Rechtliche Fragen geklärt
Nebst den rein technischen Aspekten erwiesen sich zudem vor allem rechtliche Fragen als grosse Herausforderung. Zentral ist etwa, dass für Analysen, die Schlüsse auf die Verbreitung humanmedizinisch relevanter Antibiotikaresistenzen liefern sollen, oft auch Daten zu Patienten einbezogen werden müssen. Diese sind jedoch besonders sensibel und unterliegen eigenen rechtlichen Bestimmungen. Doch die Forschenden konnten gemeinsam mit Behörden, Ethikkommissionen und Partnern der Plattform – darunter die Universitäten und Universitätsspitäler Basel, Bern, Genf, Lausanne und Zürich und viele veterinärmedizinische Labors – ethische, regulatorische und legale Grundlagen erarbeiten, welche klar geregelte und effiziente Abläufe in der Datensammlung, -analyse und -teilung ermöglichen.

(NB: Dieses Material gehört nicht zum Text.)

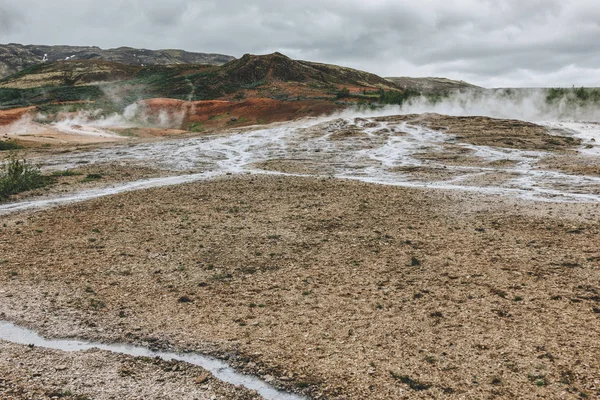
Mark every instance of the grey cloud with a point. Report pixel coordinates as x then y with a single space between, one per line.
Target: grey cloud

Den Betrieb nahm die «Swiss Pathogen Surveillance Platform» in einer Versuchsphase zunächst mit wenigen Spitälern und engem Fokus auf eine resistente Bakterienart (Methicillin-resistente Staphylococcus aureus, MRSA) auf. Aufgrund der guten Erfahrungen haben Adrian Egli und das Kernteam den Nutzerkreis und Anwendungsbereich der Plattform darauf stark ausgeweitet: Mittlerweile ermöglicht die «Swiss Pathogen Surveillance Platform» die standardisierte Sammlung und Analyse von genetischen Informationen einer Vielzahl von Bakterien, Viren und Pilzen zwischen allen Universitäten, Universitätsspitälern und veterinärmedizinischen Zentren der Schweiz. Ebenfalls sind viele kantonale Spitäler und Privatlaboratorien angeschlossen.

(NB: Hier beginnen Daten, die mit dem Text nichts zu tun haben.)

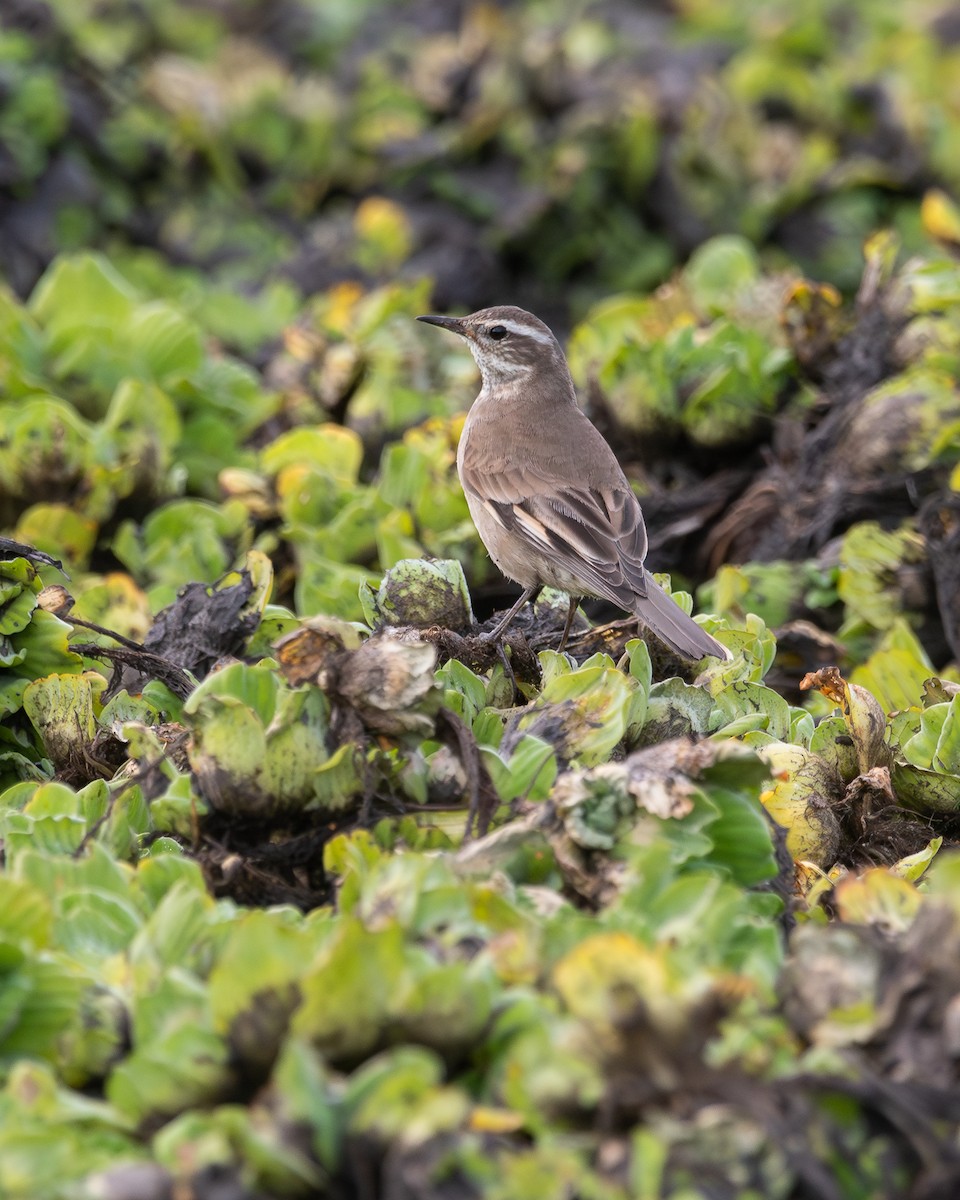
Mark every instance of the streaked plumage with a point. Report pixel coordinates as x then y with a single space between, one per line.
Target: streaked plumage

Basis für detaillierte Überwachung von Antibiotikaresistenzen
Die Funktionalität der Plattform hat sich in der COVID-19-Pandemie bewiesen, in der sie für Austausch und Analyse von SARS-CoV-2-Sequenzierungsdaten verwendet wurde und automatisierte, zeitnahe Berichte an das BAG lieferte. Insgesamt wurden bisher Genomsequenzen von 135’000 SARS-COV-2 Isolaten auf der Plattform geteilt. Derzeit wird die SPSP mit zahlreichen akademischen Partnern weiterentwickelt. In Bezug auf Antibiotikaresistenzen bietet sie eine etablierte Basis, deren Ausbau eine weit detailliertere Überwachung von Antibiotikaresistenzen als bisher ermöglichen würde. Auch die Verknüpfung mit internationalen Surveillancenetzwerken ist mit der Plattform möglich, da sie bereits die entsprechenden Datenstandards anwendet. Um in Zukunft die Überwachung von antibiotikaresistenten und virulenten Krankheitserregern mittels WGS-Daten sicherzustellen, bedarf die SPSP eines entsprechenden Auftrags der Bundesbehörden.